嵐が過ぎ去った安土は穏やかで、開けている戸からは気持ちのいい風が吹き込んでくる。
安心して、落ちついて眠れたのは久しぶりで、目が覚めた翌日は、頭も体もすっきりとしていた。
「いい天気。」
信長の夜着を打ち掛けのように着て、天守の板張りにたたずむ。
「お迎えって、どうするだろ? 秀吉さんに聞いてみよ。」
あさひは、支度を整え広間へ向かった。
『あさひ、おはよう。眠れたようだな。』
「おはよう。秀吉さん。昨日は、心配かけてごめんなさい。」
『今日の夕には皆戻ってくるからな。騒がしくなるぞ!』
「そうだね。帰ってきたら食べるご飯とか準備しよう!」
『また、ですか?』
側女中が苦笑いする。
「一緒に、やろ?」
『仕方ありませんね、困った姫様です。』
「あ、秀吉さん。お迎えってどんなことするの?」
『あぁ、城門で皆で待つんだ、お出迎えするだけだぞ。』
「そっか。わかった!」
あさひは、たすき掛けを始める。
『いくらなんでも早くないか?』
「もしかしたら、早く着くかもしれないよ?」
『まぁ、昼食べてからだ。
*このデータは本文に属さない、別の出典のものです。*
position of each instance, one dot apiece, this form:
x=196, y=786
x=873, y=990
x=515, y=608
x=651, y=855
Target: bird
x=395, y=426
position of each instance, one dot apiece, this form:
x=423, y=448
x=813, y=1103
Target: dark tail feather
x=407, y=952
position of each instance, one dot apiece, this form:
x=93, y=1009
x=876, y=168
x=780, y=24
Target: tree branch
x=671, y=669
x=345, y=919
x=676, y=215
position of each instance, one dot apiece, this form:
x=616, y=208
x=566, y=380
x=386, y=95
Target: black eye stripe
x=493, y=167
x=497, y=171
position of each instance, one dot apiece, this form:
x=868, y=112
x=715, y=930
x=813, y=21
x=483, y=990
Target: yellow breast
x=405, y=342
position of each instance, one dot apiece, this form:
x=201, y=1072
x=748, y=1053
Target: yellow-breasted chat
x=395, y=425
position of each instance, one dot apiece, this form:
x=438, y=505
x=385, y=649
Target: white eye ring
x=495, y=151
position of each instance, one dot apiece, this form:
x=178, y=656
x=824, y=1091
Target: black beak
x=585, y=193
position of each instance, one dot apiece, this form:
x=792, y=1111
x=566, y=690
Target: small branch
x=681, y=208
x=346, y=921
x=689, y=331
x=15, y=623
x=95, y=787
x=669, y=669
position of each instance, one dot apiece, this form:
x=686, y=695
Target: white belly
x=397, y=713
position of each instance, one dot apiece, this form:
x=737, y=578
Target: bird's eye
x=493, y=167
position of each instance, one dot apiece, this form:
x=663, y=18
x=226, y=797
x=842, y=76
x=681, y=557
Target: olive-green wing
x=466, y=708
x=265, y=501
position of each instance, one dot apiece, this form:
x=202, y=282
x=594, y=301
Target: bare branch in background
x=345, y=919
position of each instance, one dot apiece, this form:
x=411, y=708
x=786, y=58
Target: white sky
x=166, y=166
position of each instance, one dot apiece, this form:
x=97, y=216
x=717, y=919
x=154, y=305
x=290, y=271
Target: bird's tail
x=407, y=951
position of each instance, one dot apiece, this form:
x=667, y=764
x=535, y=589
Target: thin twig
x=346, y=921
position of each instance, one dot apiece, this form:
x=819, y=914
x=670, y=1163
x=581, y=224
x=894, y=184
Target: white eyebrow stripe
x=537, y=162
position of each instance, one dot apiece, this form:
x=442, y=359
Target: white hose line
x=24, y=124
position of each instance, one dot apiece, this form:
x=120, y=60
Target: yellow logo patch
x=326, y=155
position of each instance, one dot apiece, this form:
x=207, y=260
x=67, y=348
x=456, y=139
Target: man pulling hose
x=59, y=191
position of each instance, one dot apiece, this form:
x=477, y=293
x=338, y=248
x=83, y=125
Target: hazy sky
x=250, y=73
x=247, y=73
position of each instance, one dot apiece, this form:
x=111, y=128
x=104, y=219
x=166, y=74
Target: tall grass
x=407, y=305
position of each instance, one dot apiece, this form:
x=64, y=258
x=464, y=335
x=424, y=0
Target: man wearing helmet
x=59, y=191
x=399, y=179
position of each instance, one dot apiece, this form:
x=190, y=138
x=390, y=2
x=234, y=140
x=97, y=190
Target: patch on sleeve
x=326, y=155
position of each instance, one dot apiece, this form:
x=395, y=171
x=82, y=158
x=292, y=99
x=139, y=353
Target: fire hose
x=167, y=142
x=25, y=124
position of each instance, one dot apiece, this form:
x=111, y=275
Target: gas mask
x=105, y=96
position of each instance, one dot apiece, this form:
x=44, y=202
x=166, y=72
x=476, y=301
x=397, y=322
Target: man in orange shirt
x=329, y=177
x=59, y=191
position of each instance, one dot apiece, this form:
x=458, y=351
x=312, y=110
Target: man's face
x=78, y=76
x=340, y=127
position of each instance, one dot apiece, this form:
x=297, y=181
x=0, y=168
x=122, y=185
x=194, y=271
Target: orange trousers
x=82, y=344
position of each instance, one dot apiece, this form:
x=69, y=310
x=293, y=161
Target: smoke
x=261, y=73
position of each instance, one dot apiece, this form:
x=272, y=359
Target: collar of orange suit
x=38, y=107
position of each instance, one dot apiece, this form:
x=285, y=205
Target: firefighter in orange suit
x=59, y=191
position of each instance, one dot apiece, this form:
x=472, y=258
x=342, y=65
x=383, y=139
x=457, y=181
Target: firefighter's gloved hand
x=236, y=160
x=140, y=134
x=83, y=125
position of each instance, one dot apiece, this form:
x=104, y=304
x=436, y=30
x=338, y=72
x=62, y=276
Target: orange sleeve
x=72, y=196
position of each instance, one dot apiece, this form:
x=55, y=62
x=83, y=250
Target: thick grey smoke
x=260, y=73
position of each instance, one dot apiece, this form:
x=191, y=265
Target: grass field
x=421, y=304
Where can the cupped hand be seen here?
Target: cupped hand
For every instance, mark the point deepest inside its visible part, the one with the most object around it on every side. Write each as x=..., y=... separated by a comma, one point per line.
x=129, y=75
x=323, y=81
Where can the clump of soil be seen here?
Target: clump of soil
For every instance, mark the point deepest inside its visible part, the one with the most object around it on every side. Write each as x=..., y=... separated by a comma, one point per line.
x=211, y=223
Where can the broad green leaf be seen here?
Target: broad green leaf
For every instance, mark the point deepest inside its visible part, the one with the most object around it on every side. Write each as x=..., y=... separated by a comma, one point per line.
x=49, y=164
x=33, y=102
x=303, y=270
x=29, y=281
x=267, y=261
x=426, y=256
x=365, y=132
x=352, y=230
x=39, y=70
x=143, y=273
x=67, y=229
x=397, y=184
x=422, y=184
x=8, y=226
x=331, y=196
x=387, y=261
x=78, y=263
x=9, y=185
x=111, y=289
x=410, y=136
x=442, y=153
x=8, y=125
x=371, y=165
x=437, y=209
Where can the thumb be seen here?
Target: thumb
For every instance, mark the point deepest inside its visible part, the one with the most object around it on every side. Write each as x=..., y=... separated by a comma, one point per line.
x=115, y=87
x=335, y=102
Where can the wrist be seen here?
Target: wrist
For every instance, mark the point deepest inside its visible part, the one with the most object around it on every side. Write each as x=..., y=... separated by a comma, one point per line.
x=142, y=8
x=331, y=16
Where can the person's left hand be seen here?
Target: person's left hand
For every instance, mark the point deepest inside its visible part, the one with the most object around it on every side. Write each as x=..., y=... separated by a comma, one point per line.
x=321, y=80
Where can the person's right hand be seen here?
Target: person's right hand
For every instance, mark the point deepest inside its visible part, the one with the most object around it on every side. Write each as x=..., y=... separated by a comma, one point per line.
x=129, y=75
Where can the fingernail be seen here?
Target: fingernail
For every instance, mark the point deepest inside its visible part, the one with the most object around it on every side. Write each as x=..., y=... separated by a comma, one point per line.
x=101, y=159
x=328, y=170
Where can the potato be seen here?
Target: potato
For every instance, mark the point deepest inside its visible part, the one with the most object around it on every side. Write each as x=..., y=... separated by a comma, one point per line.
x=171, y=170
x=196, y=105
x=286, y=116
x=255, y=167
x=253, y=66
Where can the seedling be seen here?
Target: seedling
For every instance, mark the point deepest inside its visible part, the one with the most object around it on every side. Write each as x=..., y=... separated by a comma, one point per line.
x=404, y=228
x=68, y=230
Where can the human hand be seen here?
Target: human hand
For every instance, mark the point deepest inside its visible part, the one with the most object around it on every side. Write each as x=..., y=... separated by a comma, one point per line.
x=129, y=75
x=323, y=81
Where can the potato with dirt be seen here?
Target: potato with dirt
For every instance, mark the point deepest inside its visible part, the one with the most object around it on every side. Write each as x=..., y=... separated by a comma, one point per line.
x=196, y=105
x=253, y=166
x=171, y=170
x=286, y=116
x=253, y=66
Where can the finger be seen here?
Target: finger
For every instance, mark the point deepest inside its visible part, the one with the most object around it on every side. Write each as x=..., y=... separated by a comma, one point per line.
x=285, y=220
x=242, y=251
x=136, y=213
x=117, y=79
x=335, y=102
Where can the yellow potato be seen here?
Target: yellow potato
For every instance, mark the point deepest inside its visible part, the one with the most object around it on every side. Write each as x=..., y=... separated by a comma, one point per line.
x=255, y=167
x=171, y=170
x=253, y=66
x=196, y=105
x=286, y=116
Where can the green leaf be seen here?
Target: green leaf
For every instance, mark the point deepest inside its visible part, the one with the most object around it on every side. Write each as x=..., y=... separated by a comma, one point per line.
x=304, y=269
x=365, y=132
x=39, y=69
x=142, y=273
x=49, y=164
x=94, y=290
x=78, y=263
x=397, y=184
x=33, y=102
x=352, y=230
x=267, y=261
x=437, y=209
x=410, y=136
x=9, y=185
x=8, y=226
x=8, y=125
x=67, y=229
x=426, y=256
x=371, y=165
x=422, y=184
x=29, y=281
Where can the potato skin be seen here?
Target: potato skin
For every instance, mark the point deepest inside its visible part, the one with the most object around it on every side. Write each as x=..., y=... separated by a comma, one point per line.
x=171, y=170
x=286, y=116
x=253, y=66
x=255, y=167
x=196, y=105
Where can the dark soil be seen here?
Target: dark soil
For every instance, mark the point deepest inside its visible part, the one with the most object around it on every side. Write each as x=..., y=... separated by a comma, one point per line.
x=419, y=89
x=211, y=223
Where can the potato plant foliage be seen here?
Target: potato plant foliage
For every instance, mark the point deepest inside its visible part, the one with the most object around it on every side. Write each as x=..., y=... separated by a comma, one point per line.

』
そわそわして落ち着かない様子のあさひを、秀吉も三成も、城下の皆が微笑ましく見つめていた。
昼が過ぎ、城内が慌ただしくなり始める。
あさひも、皆が戻ってから振る舞う料理を手伝っている。
汁物はもちろんあさひが担当で。
明るい笑い声が、城内をなごませる。
少しずつ夕暮れに近づいてきた頃。
台所の片付けをしているあさひに、秀吉が声をかけた。
『あさひ、その姿でお迎えするのか?』
「え?」
うなじは汗で濡れ、たすき掛けの着物は少し乱れていた。
「あ、これはダメだね。」
『駄目だな。』
『湯殿を準備させました。お急ぎください、あさひ様。』
「ありがとう!三成くん、急ぐね! シャワーほしい!」
『しゃ?』
突然現れる横文字に、二人は首をかしげた。